Future-Proofing 2026 and Beyond – Trust, Compliance, and Growth
AI is not a side project; it is the operating system of the next lending cycle. To prepare for 2026 and beyond, banks need more than pilots. They need a repeatable engine: clear ownership, monitored models, and processes that evolve with regulation and the economy.
A practical roadmap usually includes:
- Unified data foundation: one customer view across onboarding, underwriting, and monitoring, so signals are consistent and auditable.
- Model lifecycle management: versioning, back-testing, bias checks, and performance alerts—aligned with EBA expectations.
- Explainability by design: plain-language reasons for decisions, accessible to customers, relationship managers, and risk teams.
- Operational resilience: secure, cloud-ready stacks with failovers and incident playbooks; sector discussions (e.g., at the CEE & Baltics Summit) stress that cyber and continuity are as critical as capital ratios.
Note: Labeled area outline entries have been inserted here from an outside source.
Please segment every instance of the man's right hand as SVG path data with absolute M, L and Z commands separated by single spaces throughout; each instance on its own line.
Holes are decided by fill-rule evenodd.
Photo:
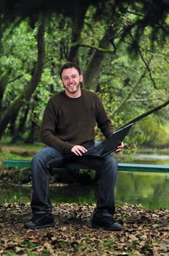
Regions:
M 85 153 L 87 151 L 87 150 L 85 148 L 80 145 L 74 146 L 71 151 L 76 156 L 82 156 L 82 153 Z

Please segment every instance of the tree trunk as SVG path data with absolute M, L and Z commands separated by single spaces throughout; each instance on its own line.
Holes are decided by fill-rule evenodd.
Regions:
M 0 112 L 2 110 L 2 99 L 7 85 L 8 71 L 5 71 L 0 77 Z
M 114 33 L 113 28 L 111 25 L 110 25 L 99 43 L 99 48 L 109 49 L 111 46 L 109 40 L 112 37 Z M 92 89 L 96 91 L 101 69 L 106 54 L 106 52 L 99 51 L 97 50 L 95 50 L 90 62 L 88 63 L 85 74 L 84 75 L 84 87 L 87 89 Z
M 31 131 L 29 133 L 29 136 L 28 139 L 26 140 L 26 143 L 34 143 L 35 140 L 39 139 L 39 136 L 38 135 L 40 134 L 40 126 L 39 125 L 39 115 L 36 111 L 35 111 L 36 109 L 36 102 L 38 101 L 38 97 L 37 97 L 37 91 L 36 91 L 36 94 L 34 97 L 33 100 L 33 106 L 31 108 L 31 114 L 30 118 L 30 123 L 31 123 Z
M 30 99 L 41 79 L 44 59 L 44 28 L 45 19 L 43 19 L 38 28 L 38 57 L 32 79 L 27 89 L 14 99 L 9 108 L 4 111 L 4 114 L 1 115 L 0 118 L 0 140 L 12 116 L 17 113 L 23 104 Z
M 18 113 L 15 113 L 15 115 L 13 115 L 11 121 L 10 121 L 10 126 L 9 126 L 9 132 L 11 136 L 13 136 L 15 135 L 15 130 L 16 130 L 16 120 L 17 117 Z
M 26 105 L 25 106 L 24 106 L 23 109 L 23 114 L 21 115 L 20 118 L 20 121 L 19 121 L 19 126 L 18 126 L 18 132 L 20 134 L 22 134 L 24 131 L 24 128 L 25 128 L 25 121 L 27 119 L 27 116 L 28 114 L 28 110 L 29 110 L 29 105 Z
M 76 6 L 74 12 L 72 14 L 71 20 L 72 20 L 72 33 L 71 33 L 71 43 L 72 46 L 71 47 L 68 60 L 69 61 L 73 61 L 79 64 L 79 58 L 78 58 L 78 42 L 80 40 L 81 33 L 83 29 L 84 21 L 85 18 L 86 11 L 87 9 L 87 4 L 83 6 L 80 4 L 82 3 L 79 2 L 79 4 Z

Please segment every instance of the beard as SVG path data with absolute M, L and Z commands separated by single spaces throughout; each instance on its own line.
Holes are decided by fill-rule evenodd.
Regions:
M 69 92 L 70 94 L 75 94 L 77 90 L 79 89 L 79 86 L 80 86 L 80 83 L 76 84 L 76 83 L 71 83 L 71 84 L 68 84 L 66 86 L 63 85 L 65 89 Z

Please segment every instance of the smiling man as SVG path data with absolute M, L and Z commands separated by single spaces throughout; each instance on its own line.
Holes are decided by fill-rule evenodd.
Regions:
M 114 128 L 98 96 L 81 89 L 83 76 L 79 66 L 72 62 L 66 63 L 62 67 L 60 76 L 65 90 L 52 97 L 44 110 L 41 137 L 42 142 L 48 146 L 38 152 L 32 160 L 33 217 L 25 223 L 24 227 L 43 228 L 54 226 L 49 197 L 49 176 L 52 170 L 50 163 L 60 159 L 64 162 L 66 156 L 71 154 L 69 162 L 86 165 L 98 169 L 100 173 L 98 198 L 92 227 L 121 230 L 122 225 L 113 217 L 117 162 L 111 154 L 101 159 L 83 154 L 87 151 L 84 143 L 95 142 L 96 124 L 106 139 L 110 138 Z M 123 148 L 122 143 L 117 151 Z

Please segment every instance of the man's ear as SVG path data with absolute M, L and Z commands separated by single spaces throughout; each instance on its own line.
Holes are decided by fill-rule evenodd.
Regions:
M 80 75 L 80 83 L 82 83 L 82 81 L 83 81 L 83 75 L 81 74 Z

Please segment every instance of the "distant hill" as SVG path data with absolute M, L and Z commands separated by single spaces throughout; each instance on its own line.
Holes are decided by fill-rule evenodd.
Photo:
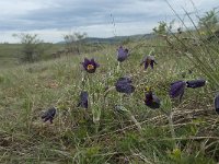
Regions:
M 139 35 L 130 35 L 130 36 L 114 36 L 114 37 L 107 37 L 107 38 L 101 38 L 101 37 L 87 37 L 83 40 L 87 43 L 104 43 L 104 44 L 114 44 L 114 43 L 120 43 L 126 39 L 131 40 L 139 40 L 141 38 L 151 38 L 153 37 L 153 34 L 139 34 Z M 64 44 L 65 42 L 59 42 L 57 44 Z

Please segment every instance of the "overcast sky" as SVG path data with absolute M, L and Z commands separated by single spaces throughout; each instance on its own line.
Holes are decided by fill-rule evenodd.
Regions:
M 183 8 L 201 15 L 219 5 L 218 0 L 169 2 L 182 17 Z M 21 32 L 53 43 L 73 32 L 92 37 L 146 34 L 159 21 L 174 17 L 165 0 L 0 0 L 0 42 L 18 42 L 12 34 Z

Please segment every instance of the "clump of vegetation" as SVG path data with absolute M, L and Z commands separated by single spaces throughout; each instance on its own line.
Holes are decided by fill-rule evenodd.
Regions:
M 219 49 L 194 26 L 1 70 L 0 161 L 217 163 Z

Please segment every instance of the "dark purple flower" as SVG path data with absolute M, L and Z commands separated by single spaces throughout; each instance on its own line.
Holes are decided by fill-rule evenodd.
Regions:
M 100 65 L 95 62 L 93 58 L 91 60 L 89 60 L 88 58 L 84 58 L 84 61 L 81 65 L 89 73 L 94 73 L 96 68 L 100 67 Z
M 119 78 L 115 83 L 116 91 L 120 93 L 130 94 L 135 91 L 135 86 L 131 85 L 131 80 L 129 78 Z
M 143 60 L 141 61 L 140 66 L 142 66 L 143 63 L 145 63 L 145 69 L 147 69 L 149 65 L 153 69 L 153 65 L 154 63 L 157 65 L 155 59 L 154 59 L 153 56 L 146 56 L 143 58 Z
M 186 81 L 187 87 L 193 87 L 193 89 L 201 87 L 201 86 L 204 86 L 205 84 L 206 84 L 206 81 L 203 80 L 203 79 Z
M 117 49 L 117 60 L 119 62 L 123 62 L 124 60 L 126 60 L 126 58 L 128 57 L 128 49 L 124 49 L 123 46 L 120 46 L 118 49 Z
M 47 112 L 45 112 L 42 116 L 42 119 L 44 119 L 44 121 L 49 120 L 50 124 L 53 124 L 54 117 L 56 115 L 56 108 L 51 107 L 49 108 Z
M 169 93 L 170 96 L 172 98 L 180 96 L 180 101 L 181 101 L 184 94 L 185 85 L 186 83 L 184 81 L 176 81 L 176 82 L 171 83 L 171 90 Z
M 219 94 L 215 97 L 215 108 L 216 113 L 219 114 Z
M 148 107 L 153 108 L 153 109 L 159 108 L 161 105 L 159 97 L 154 95 L 152 91 L 149 91 L 148 93 L 146 93 L 145 103 Z
M 83 107 L 83 108 L 88 108 L 89 107 L 89 93 L 85 91 L 82 91 L 80 94 L 80 101 L 78 104 L 78 107 Z

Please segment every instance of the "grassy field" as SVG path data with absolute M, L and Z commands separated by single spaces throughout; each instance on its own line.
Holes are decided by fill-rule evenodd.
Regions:
M 119 67 L 119 44 L 14 67 L 9 66 L 16 63 L 15 52 L 7 62 L 1 60 L 0 163 L 219 162 L 219 117 L 214 106 L 219 49 L 199 35 L 197 46 L 183 37 L 173 34 L 129 42 L 123 46 L 130 56 Z M 8 49 L 0 46 L 4 55 Z M 145 70 L 140 61 L 150 51 L 158 65 Z M 83 70 L 84 57 L 100 63 L 95 73 Z M 0 58 L 5 56 L 1 52 Z M 129 95 L 113 89 L 126 75 L 136 87 Z M 199 78 L 208 83 L 186 89 L 181 102 L 170 98 L 172 82 Z M 145 105 L 147 87 L 161 99 L 160 108 Z M 77 107 L 81 91 L 89 93 L 88 109 Z M 41 116 L 53 106 L 57 107 L 54 124 L 44 122 Z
- Human-centred delivery: AI augments judgement; it doesn’t replace it. Training front-line teams to work with model insights turns tools into outcomes.
For CEE lenders—serving markets where many borrowers rely on banks over capital markets—this approach compounds benefits: fewer surprises in risk, faster answers for customers, and stronger capacity to grow when conditions improve. That is how AI moves from buzzword to balance-sheet: through disciplined, human-centred execution, backed by credible model governance and modern architecture.